# Inverse Kinematics using Newton's Method

### CS70 — Foundations of Applied Computer Science
---

This notebook contains literate code, i.e. brief fragments of Python surrounded by descriptive text (using Markdown).

## Import statements

In [1]:
import bqplot as bqp
import numpy as np
import scipy.linalg as la

# New: Optimization package
import scipy.optimize as opt

# bqplot plotting library
import bqplot as bqp

# Import graphical user interface components used below
from ipywidgets import interact
from ipywidgets import FloatSlider, VBox


## Part 1: Forward Kinematics

Consider the mathematics of a very simple kind of "skeleton": a chain of bones in two dimensions with joint positions $p_i = (x_i, y_i)$. The first joint is rigidly attached to the origin (i.e. $p_0 = (0, 0)$) while the other joints and bones are free to move in any way. For simplicitly, we also assume that all of the bones have the same length $l_1=l_2=\ldots=1$.

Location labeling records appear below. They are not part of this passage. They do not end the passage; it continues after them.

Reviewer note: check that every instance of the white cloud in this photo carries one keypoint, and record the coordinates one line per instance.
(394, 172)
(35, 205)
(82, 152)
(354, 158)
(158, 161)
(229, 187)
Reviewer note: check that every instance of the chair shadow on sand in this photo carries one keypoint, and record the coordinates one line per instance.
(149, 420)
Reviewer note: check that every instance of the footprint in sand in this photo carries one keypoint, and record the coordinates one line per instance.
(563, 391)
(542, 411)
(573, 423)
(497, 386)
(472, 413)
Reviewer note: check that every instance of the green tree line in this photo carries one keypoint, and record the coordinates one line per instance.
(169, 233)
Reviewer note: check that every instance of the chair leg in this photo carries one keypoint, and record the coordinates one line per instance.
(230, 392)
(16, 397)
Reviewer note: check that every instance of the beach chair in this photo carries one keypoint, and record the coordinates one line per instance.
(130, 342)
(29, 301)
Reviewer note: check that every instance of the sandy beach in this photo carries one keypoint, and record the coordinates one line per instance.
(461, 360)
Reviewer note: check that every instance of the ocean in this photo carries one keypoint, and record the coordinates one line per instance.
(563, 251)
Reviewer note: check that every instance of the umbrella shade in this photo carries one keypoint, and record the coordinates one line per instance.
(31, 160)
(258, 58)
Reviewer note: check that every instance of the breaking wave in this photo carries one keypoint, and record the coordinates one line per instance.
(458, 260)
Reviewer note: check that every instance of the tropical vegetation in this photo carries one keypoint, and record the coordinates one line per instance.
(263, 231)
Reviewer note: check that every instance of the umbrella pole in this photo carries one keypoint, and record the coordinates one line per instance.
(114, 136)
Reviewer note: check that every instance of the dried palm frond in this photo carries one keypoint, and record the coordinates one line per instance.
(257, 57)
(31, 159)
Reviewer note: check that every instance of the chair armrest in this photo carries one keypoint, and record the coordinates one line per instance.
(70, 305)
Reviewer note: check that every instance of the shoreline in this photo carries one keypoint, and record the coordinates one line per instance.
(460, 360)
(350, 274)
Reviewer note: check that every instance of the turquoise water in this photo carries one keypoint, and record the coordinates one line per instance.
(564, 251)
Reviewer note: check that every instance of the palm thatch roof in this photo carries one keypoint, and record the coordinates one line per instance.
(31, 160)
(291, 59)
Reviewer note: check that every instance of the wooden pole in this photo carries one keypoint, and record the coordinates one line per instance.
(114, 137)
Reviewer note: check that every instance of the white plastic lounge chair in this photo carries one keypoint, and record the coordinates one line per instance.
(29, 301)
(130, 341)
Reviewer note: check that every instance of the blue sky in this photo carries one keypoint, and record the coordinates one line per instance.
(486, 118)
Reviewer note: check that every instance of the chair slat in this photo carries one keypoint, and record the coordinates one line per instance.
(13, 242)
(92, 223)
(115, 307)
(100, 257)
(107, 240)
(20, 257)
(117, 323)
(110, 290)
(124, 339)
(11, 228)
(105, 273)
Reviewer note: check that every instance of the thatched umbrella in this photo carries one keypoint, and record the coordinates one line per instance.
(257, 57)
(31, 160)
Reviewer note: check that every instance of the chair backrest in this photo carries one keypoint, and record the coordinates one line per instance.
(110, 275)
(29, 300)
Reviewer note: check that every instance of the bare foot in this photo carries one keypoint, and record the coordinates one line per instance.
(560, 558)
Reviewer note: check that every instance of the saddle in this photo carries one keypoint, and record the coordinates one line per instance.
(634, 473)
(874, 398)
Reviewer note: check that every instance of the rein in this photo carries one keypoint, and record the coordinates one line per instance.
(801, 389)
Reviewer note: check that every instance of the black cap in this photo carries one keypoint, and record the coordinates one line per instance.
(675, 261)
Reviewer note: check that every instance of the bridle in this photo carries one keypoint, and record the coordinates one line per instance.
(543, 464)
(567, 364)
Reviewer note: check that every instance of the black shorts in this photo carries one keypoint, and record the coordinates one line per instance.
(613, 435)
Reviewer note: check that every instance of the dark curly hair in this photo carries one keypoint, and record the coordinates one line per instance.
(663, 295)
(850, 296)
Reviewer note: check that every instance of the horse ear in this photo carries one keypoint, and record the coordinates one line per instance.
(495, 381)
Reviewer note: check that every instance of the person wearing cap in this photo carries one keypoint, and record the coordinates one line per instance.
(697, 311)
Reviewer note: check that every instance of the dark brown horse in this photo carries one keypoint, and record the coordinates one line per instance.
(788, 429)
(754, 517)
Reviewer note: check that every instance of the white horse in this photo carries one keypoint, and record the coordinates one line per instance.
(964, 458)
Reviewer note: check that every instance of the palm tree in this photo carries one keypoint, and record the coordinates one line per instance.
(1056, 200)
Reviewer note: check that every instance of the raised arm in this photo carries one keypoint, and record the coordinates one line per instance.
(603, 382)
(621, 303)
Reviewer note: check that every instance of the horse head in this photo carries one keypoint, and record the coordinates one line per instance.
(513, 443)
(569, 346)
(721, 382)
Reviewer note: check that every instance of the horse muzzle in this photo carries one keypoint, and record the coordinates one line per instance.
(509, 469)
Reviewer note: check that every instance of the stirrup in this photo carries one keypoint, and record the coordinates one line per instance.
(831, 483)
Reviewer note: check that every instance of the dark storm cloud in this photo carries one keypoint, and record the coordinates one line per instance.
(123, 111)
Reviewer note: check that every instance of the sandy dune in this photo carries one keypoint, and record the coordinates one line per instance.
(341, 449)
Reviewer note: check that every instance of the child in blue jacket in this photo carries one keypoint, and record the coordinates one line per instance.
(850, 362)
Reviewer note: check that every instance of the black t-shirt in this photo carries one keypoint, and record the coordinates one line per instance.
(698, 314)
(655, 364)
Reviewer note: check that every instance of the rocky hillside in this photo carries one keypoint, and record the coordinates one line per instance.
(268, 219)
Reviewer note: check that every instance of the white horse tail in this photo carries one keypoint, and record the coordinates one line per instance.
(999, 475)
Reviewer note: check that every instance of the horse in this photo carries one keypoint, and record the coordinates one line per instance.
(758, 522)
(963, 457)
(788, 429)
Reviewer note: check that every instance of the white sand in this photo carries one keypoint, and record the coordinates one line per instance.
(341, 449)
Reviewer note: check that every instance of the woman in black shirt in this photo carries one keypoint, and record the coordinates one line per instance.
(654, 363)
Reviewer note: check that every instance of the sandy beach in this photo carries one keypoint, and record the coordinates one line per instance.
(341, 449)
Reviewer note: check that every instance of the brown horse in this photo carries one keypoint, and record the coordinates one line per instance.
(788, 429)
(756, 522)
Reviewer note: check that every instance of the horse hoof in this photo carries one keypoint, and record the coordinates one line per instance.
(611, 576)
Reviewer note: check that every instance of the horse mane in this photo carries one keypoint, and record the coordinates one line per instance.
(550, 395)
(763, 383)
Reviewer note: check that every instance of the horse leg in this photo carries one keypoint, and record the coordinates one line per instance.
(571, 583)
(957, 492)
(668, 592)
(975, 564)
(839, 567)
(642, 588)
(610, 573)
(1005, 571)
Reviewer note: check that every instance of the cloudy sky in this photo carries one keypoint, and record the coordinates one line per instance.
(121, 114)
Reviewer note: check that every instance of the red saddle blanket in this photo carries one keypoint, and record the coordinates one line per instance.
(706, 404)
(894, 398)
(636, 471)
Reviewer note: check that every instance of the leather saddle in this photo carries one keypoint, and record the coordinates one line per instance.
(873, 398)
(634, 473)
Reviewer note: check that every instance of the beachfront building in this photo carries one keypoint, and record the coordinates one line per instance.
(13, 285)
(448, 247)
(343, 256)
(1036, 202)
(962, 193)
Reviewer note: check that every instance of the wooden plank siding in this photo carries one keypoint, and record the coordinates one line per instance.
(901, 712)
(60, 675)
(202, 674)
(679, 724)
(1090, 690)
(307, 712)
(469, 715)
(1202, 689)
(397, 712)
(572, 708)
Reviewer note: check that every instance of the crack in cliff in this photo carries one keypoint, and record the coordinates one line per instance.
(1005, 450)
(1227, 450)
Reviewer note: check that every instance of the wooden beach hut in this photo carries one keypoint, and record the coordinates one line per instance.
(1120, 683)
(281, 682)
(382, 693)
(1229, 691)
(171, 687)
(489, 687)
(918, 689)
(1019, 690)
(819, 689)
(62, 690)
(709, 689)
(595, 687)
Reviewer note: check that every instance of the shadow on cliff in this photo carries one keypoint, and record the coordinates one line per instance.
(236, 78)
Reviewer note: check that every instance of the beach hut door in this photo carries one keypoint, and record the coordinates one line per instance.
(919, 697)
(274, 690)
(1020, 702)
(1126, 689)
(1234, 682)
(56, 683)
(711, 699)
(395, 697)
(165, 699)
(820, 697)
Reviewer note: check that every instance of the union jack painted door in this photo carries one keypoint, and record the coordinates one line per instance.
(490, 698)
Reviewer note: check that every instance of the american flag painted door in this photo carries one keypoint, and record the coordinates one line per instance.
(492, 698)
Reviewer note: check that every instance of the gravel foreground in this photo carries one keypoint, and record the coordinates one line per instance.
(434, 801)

![](images/inverse-kinematics-01.png)

Each parameter $\theta_i\in[0,2\pi]$ specifies the counter-clockwise angle that the associated bone from joint $p_{i-1}$ to joint $p_i$ makes with its predecessor bone (the pair of bones are parallel if $\theta_i=0$). The first bone doesn't have a predecessor, hence $\theta_1$ is measured relative to the $X$ axis. Note how the complete set of bone angles $\theta_1, \theta_2, \ldots$ is all the information we need to compute the precise positions of all the joint positions in Euclidean space.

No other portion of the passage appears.